Maybe it would feel greasy like butter. Maybe the slightest touch would burn like a spider bite.

"This antenna," Rashid said, "almost certainly dates back to the forty years between the OldTech collapse and Gloriana's hands-off treaty with the League. During that time, Earth was officially a free zone — open to any League members who cared to drop by. Nonhumans mostly weren't interested, but humans… they'd got their hands on all kinds of nifty technology from the League, and they were itching to play god with the poor benighted barbarians who'd stayed back on Earth."

I didn't like his choice of phrase: "play god." My face must have shown my resentment. "I'm sorry, Fullin," Rashid said, "but that's what they did. Certain humans from the stars returned to Earth to set up experiments. They treated their old home planet as one big laboratory filled with guinea pigs who had chosen to be backward… who had irrationally refused to go into space. So the star-siders came back to test their lovely new gadgetry on us. Brain/machine interlinks. Clever tricks to work on genes. Nanotech…"

He gestured toward the fence. The black sheet of goo had risen to cover the hole completely now. There was no more fluid on the ground; it had all seeped upward to bond with the rest of the chain-link.
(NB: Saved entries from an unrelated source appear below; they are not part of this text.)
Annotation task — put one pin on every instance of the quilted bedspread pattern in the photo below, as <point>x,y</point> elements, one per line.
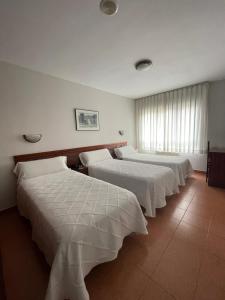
<point>78,222</point>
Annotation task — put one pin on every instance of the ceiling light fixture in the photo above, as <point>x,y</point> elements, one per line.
<point>109,7</point>
<point>143,65</point>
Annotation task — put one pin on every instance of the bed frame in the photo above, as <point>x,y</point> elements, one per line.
<point>72,155</point>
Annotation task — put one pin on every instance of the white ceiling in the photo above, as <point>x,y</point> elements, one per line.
<point>73,40</point>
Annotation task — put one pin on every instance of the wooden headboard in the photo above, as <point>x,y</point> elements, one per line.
<point>72,154</point>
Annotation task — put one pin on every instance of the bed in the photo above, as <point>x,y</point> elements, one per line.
<point>181,166</point>
<point>151,184</point>
<point>77,221</point>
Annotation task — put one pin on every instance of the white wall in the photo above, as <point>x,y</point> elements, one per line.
<point>216,131</point>
<point>31,102</point>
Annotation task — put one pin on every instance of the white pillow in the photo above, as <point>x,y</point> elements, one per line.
<point>34,168</point>
<point>124,151</point>
<point>166,153</point>
<point>90,157</point>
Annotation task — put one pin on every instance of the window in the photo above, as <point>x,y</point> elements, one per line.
<point>174,121</point>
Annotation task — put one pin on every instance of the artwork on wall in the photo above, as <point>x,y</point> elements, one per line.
<point>87,119</point>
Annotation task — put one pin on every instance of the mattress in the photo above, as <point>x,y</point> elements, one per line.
<point>151,184</point>
<point>78,222</point>
<point>181,166</point>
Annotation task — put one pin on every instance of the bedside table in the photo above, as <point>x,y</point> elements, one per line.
<point>81,169</point>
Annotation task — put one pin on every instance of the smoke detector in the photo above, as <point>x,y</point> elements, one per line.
<point>109,7</point>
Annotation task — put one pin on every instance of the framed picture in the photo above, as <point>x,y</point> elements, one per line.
<point>87,119</point>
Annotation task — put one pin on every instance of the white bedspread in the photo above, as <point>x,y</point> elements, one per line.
<point>78,222</point>
<point>151,184</point>
<point>181,166</point>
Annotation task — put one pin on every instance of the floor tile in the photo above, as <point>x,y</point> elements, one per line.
<point>218,225</point>
<point>216,245</point>
<point>153,291</point>
<point>178,269</point>
<point>189,233</point>
<point>207,290</point>
<point>199,221</point>
<point>212,271</point>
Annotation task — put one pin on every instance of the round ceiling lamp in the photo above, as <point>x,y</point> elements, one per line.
<point>143,65</point>
<point>109,7</point>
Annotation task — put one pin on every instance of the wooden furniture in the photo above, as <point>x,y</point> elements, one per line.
<point>73,160</point>
<point>216,168</point>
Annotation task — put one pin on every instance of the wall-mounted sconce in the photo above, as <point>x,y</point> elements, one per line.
<point>32,138</point>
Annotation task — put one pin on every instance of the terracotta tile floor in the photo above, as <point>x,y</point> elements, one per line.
<point>183,257</point>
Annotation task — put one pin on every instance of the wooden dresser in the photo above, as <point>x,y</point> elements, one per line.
<point>216,168</point>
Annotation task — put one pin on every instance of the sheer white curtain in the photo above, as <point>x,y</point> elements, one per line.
<point>174,121</point>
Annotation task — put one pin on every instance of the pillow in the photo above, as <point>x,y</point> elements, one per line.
<point>124,151</point>
<point>91,157</point>
<point>35,168</point>
<point>166,153</point>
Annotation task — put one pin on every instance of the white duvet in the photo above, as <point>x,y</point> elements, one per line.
<point>78,222</point>
<point>181,166</point>
<point>151,184</point>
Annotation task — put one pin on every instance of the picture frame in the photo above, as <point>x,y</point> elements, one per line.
<point>87,120</point>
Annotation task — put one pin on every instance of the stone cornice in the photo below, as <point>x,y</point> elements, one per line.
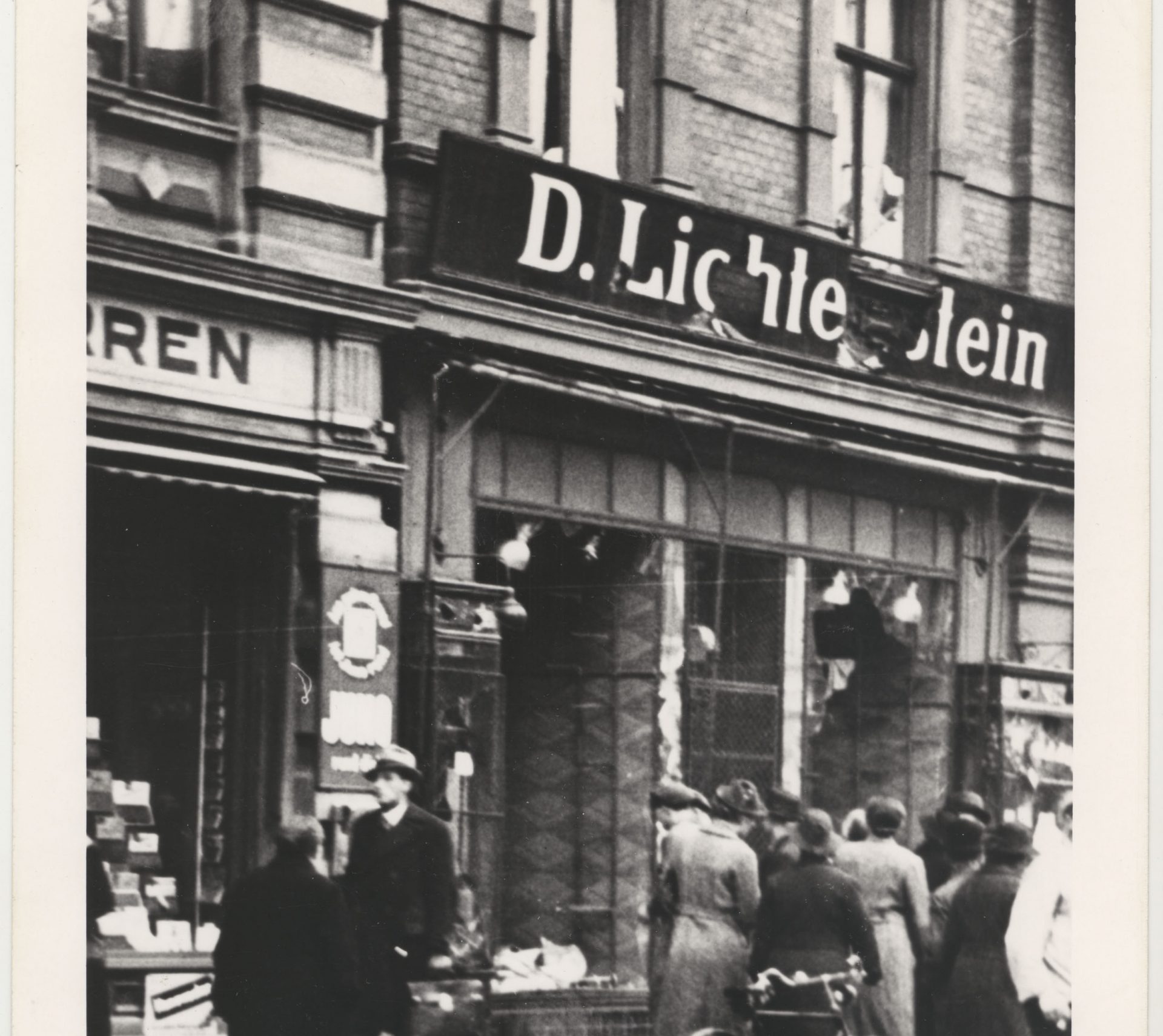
<point>200,276</point>
<point>762,381</point>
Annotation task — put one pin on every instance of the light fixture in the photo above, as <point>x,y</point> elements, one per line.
<point>907,609</point>
<point>838,593</point>
<point>511,612</point>
<point>514,554</point>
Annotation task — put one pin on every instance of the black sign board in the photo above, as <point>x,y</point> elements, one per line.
<point>515,223</point>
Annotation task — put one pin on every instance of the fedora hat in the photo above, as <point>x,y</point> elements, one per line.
<point>394,759</point>
<point>814,834</point>
<point>886,816</point>
<point>740,797</point>
<point>968,802</point>
<point>674,794</point>
<point>1009,841</point>
<point>784,805</point>
<point>963,837</point>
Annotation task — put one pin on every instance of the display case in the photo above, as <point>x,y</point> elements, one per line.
<point>1016,737</point>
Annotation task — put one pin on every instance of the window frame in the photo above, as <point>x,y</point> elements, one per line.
<point>135,54</point>
<point>862,62</point>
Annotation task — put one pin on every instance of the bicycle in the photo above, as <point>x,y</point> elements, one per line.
<point>840,989</point>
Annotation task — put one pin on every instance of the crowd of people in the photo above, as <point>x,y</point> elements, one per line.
<point>964,936</point>
<point>959,937</point>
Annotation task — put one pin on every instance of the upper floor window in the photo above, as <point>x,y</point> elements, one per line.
<point>872,106</point>
<point>577,83</point>
<point>159,45</point>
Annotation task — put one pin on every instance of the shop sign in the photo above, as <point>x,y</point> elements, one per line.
<point>517,223</point>
<point>357,716</point>
<point>199,357</point>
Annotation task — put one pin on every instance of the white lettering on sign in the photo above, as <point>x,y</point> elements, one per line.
<point>191,356</point>
<point>357,719</point>
<point>975,349</point>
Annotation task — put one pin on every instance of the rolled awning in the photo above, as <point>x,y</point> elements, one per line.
<point>149,461</point>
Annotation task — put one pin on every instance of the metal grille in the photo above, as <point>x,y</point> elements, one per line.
<point>733,731</point>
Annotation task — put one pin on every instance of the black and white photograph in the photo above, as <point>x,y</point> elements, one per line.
<point>577,519</point>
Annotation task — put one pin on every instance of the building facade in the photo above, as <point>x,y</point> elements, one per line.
<point>744,328</point>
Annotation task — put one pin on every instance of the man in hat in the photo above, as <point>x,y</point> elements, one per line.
<point>1039,936</point>
<point>892,886</point>
<point>932,850</point>
<point>714,879</point>
<point>672,803</point>
<point>403,888</point>
<point>285,963</point>
<point>772,837</point>
<point>972,968</point>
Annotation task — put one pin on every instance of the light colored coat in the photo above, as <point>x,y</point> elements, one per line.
<point>714,879</point>
<point>896,896</point>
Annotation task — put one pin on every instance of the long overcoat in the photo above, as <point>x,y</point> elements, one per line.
<point>972,964</point>
<point>402,886</point>
<point>713,877</point>
<point>285,962</point>
<point>896,896</point>
<point>811,920</point>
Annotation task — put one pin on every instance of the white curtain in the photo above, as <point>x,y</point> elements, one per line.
<point>170,25</point>
<point>595,97</point>
<point>538,71</point>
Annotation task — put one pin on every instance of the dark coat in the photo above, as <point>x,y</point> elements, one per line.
<point>285,962</point>
<point>402,885</point>
<point>981,995</point>
<point>811,919</point>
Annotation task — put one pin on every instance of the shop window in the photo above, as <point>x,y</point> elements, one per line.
<point>872,106</point>
<point>877,687</point>
<point>577,83</point>
<point>733,715</point>
<point>159,45</point>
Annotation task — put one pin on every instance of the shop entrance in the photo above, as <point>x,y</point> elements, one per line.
<point>581,744</point>
<point>188,592</point>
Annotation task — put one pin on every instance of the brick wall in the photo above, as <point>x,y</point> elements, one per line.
<point>1020,141</point>
<point>442,76</point>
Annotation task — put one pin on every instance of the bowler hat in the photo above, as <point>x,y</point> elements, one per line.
<point>968,802</point>
<point>963,837</point>
<point>674,794</point>
<point>394,759</point>
<point>783,805</point>
<point>740,797</point>
<point>1009,841</point>
<point>884,816</point>
<point>814,834</point>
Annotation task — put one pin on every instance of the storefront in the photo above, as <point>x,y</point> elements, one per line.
<point>768,510</point>
<point>242,513</point>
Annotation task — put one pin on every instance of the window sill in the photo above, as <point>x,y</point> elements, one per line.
<point>893,276</point>
<point>157,112</point>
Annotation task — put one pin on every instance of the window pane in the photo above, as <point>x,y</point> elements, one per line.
<point>882,28</point>
<point>880,644</point>
<point>538,73</point>
<point>884,145</point>
<point>595,96</point>
<point>174,54</point>
<point>843,151</point>
<point>846,21</point>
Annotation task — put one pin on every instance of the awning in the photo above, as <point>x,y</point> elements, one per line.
<point>149,461</point>
<point>686,412</point>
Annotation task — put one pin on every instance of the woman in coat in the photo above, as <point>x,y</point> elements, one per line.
<point>811,920</point>
<point>979,993</point>
<point>897,898</point>
<point>712,876</point>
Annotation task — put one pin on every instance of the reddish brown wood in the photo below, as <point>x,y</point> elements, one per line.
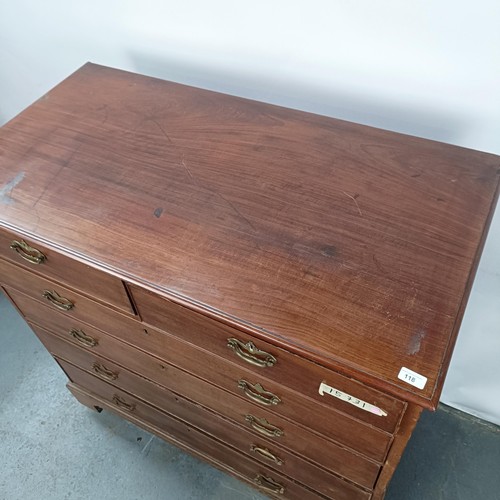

"They usually set up their experiments in abandoned towns," Rashid said. "Often, they built societies from the ground up — starting with infants they kidnapped from elsewhere on Earth, or even with baby clones of themselves. They'd invent religions, customs, ways of life, all carefully taught to the kids… because these projects were meant to be demonstrations, Fullin. Demonstrations of social theories. Nice little rustic Utopias. And they thought they were doing us a favor; they really did. To them, life here on Earth was a violent, ignorant hell. Forcibly imposing new social structures on us was nothing more than kindness."